At the same time, we will strengthen FRESHFARM programs that address inequity. We will keep investing resources in our three Ward 7 Farm Stands, which have served for the last four years as permanent points of access to healthy foods in this Ward. We’re also planning to expand FoodPrints, our nutrition education program, to keep serving the most vulnerable children at school and in their homes. The Pop-Up Food Hub will continue to partner with community institutions serving marginalized and excluded communities across the region — during this pandemic, FRESHFARM has delivered almost $300,000 worth of healthy food through the Pop-Up Food Hub, impacting 3,000 individuals per week across the City.
But continuing our important programs and addressing lingering inequities in our organization is not enough. The food system itself is rife with racism. The low number of BIPOC farmers and businesses across the region is a symptom of racist policies that reduce access to land and capital.

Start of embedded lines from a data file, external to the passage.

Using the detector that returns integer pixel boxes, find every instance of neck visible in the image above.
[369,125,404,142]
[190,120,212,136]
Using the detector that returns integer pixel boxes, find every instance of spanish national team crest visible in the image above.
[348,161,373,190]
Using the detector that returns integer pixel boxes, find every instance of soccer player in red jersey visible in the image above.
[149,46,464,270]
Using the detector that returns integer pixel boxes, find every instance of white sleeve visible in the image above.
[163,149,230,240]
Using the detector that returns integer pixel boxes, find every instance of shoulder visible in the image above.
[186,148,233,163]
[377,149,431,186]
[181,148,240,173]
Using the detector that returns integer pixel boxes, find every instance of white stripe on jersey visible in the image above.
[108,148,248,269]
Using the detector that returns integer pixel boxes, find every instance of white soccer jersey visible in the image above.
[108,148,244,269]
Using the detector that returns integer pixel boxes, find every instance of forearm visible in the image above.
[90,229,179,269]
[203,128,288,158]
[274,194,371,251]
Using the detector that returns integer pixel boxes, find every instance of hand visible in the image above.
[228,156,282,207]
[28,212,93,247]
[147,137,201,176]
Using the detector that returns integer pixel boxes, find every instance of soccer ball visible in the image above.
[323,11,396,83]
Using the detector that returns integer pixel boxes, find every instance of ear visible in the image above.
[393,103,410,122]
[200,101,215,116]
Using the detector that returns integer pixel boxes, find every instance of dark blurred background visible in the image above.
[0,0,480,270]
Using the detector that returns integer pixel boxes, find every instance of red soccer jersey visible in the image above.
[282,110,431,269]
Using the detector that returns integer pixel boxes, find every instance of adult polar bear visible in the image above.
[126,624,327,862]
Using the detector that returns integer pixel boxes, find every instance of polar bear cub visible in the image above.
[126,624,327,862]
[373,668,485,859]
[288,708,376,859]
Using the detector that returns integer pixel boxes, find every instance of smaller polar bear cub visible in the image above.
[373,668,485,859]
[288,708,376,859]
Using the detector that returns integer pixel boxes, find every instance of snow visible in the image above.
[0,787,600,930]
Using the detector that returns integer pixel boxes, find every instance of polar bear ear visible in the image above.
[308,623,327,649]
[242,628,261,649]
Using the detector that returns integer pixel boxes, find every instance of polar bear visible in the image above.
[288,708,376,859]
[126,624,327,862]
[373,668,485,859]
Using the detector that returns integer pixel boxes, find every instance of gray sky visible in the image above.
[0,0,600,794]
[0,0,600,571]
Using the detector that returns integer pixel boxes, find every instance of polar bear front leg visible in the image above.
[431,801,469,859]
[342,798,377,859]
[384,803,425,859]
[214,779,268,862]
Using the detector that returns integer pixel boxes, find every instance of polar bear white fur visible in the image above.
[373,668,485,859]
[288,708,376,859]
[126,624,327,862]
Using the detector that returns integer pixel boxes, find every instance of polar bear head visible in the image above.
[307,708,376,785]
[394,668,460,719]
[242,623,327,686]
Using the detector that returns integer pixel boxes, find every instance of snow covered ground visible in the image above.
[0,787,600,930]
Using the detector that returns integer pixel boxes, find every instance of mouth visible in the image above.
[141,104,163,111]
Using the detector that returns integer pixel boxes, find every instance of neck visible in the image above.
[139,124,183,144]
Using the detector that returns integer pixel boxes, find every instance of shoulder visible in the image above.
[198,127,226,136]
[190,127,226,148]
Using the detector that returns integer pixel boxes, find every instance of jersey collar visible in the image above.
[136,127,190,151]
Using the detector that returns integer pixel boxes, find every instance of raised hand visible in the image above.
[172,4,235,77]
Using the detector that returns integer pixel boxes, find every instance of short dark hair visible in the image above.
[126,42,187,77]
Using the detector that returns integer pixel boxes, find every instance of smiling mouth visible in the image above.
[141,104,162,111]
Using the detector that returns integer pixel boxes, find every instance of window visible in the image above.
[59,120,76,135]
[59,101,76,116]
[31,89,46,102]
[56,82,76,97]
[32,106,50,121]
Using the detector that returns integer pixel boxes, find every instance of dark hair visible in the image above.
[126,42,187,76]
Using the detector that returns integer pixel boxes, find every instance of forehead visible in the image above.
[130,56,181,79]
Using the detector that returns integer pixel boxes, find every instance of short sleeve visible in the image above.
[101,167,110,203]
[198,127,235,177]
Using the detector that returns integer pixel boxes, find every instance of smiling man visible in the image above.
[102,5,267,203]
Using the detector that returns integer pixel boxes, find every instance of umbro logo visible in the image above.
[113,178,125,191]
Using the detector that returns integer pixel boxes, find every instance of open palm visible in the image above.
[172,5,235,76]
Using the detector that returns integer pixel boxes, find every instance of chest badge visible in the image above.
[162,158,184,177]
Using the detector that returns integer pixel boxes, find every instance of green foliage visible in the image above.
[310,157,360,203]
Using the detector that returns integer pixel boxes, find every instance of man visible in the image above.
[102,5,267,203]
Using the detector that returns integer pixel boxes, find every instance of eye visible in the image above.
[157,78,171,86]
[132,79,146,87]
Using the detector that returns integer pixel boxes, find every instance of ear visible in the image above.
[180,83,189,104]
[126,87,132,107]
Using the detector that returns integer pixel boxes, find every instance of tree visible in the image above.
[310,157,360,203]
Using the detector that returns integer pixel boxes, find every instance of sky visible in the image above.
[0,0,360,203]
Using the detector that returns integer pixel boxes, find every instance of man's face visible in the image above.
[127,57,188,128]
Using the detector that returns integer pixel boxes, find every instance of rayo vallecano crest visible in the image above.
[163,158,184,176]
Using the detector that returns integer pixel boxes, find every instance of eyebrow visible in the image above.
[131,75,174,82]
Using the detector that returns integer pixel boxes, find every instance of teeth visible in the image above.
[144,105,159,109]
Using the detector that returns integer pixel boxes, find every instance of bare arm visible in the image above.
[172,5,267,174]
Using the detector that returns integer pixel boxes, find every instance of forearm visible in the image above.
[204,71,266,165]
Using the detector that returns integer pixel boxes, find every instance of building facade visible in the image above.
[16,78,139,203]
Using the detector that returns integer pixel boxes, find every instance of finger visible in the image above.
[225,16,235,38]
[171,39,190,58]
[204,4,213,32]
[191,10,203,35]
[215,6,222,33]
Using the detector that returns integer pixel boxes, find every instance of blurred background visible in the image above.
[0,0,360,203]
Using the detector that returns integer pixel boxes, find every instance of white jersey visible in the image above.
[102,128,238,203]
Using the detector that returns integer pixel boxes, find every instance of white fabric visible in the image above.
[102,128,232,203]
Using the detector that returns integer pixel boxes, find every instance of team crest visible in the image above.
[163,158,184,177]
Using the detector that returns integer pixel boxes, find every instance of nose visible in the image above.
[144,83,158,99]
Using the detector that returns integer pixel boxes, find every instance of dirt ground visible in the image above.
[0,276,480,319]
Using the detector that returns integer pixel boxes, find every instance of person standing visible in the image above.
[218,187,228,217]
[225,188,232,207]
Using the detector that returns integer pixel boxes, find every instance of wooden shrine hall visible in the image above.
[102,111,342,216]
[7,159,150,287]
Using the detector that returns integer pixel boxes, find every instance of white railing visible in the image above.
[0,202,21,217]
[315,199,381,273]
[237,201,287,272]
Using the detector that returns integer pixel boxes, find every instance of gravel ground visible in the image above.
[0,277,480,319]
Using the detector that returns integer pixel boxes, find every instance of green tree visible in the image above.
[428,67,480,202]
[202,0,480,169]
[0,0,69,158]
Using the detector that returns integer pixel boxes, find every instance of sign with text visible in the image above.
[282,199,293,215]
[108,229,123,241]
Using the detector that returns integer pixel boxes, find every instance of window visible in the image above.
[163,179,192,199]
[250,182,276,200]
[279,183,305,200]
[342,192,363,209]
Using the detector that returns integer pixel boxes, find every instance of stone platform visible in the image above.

This system has crippled the development of BIPOC-owned farms and food businesses for decades.
Therefore, it is also important to examine how we can play a part in dismantling racism in the food system. With our recent merger, FRESHFARM now has an even larger voice in the region. We are committed to using that voice to advocate for long-term and systemic transformations not just at FRESHFARM, but within the larger food system.
The staff and the Board are highly motivated to make these changes. I do not doubt that this process will enable us to use FRESHFARM as a vehicle to bring greater equity to the food system in the region. We value you as a long term supporter of our organization, and we hope you work along with us.